How does student loan debt and default rates at Colorado School of Traditional Chinese Medicine compare to the national average, and how could this impact your future? Scroll down the page for answers.
We are unable to provide you with information on loans and financing opportunities for Colorado School of Traditional Chinese Medicine freshmen, as unfortunately, that information is not available to us.
Unlike the data shown for freshmen, average undergraduate student loan amounts do not include private loans. In addition to unreported parent loans, this can increase the average amount borrowed significantly.
We cannot report the average loan amounts for undergraduates attending CSTCM, as that information is not available to us.

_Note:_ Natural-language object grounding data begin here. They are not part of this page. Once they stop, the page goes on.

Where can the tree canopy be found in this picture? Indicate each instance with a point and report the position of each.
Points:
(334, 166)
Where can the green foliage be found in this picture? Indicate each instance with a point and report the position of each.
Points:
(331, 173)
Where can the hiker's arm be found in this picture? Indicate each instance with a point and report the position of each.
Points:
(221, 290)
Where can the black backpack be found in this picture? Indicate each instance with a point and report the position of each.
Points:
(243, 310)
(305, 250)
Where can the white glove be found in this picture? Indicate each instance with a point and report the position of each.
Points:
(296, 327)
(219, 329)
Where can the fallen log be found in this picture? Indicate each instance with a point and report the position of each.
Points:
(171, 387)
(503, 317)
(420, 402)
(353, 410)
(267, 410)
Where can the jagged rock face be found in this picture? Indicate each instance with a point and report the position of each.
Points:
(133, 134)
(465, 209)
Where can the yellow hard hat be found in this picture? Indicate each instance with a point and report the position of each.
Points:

Loan default rates can indicate how well Colorado School of Traditional Chinese Medicine is helping students afford to attend college without undue reliance on loans, particularly unsubsidized loans. It can also indicate future earnings and career potential. Pay close attention to this statistic. You don't want to take out loans you can't pay back.
A total of 47 Colorado School of Traditional Chinese Medicine students entered loan repayment in 2017. After three years, 8.5% of these students (4 out of 47) defaulted on their loans. The lower the default rate, the better!
The chart below compares this college to the average 3-year default rate calculated across all of the 4-year schools we have data for.
What does the default rate mean?
A student is considered to be in default on a student loan if they have not made a payment in more than 270 days. The official student loan default rate for a school is calculated by measuring how many students are in default three years after graduation. Note that the default rate only takes into account federal loans, not private.
When compared to the average three-year default rate of 9.3%, the default rate at Colorado School of Traditional Chinese Medicine is normal, but as the average is increasing at alarming rates, you should make sure you fully understand and are comfortable with your financial aid offer.
Is Colorado School of Traditional Chinese Medicine offering you two separate student loans, one for a subsidized amount and one for an unsubsidized amount? Do you understand the difference? Multiply the total of the loans over four or five years of college and calculate your estimated monthly payment when you graduate. Does it shock you or does it seem affordable? Understanding what you will owe after graduation can help prevent you from starting your career with a large amount of debt that you cannot reasonably afford.
Declaring bankruptcy does not remove student loan debt owed to the Federal government. They can garnish part of your income if you do not pay back your loans.
What's the difference? Unsubsidized student loans accrue interest each month, even while you are in college. Unless you pay that interest each month, what you owe after graduation might surprise you.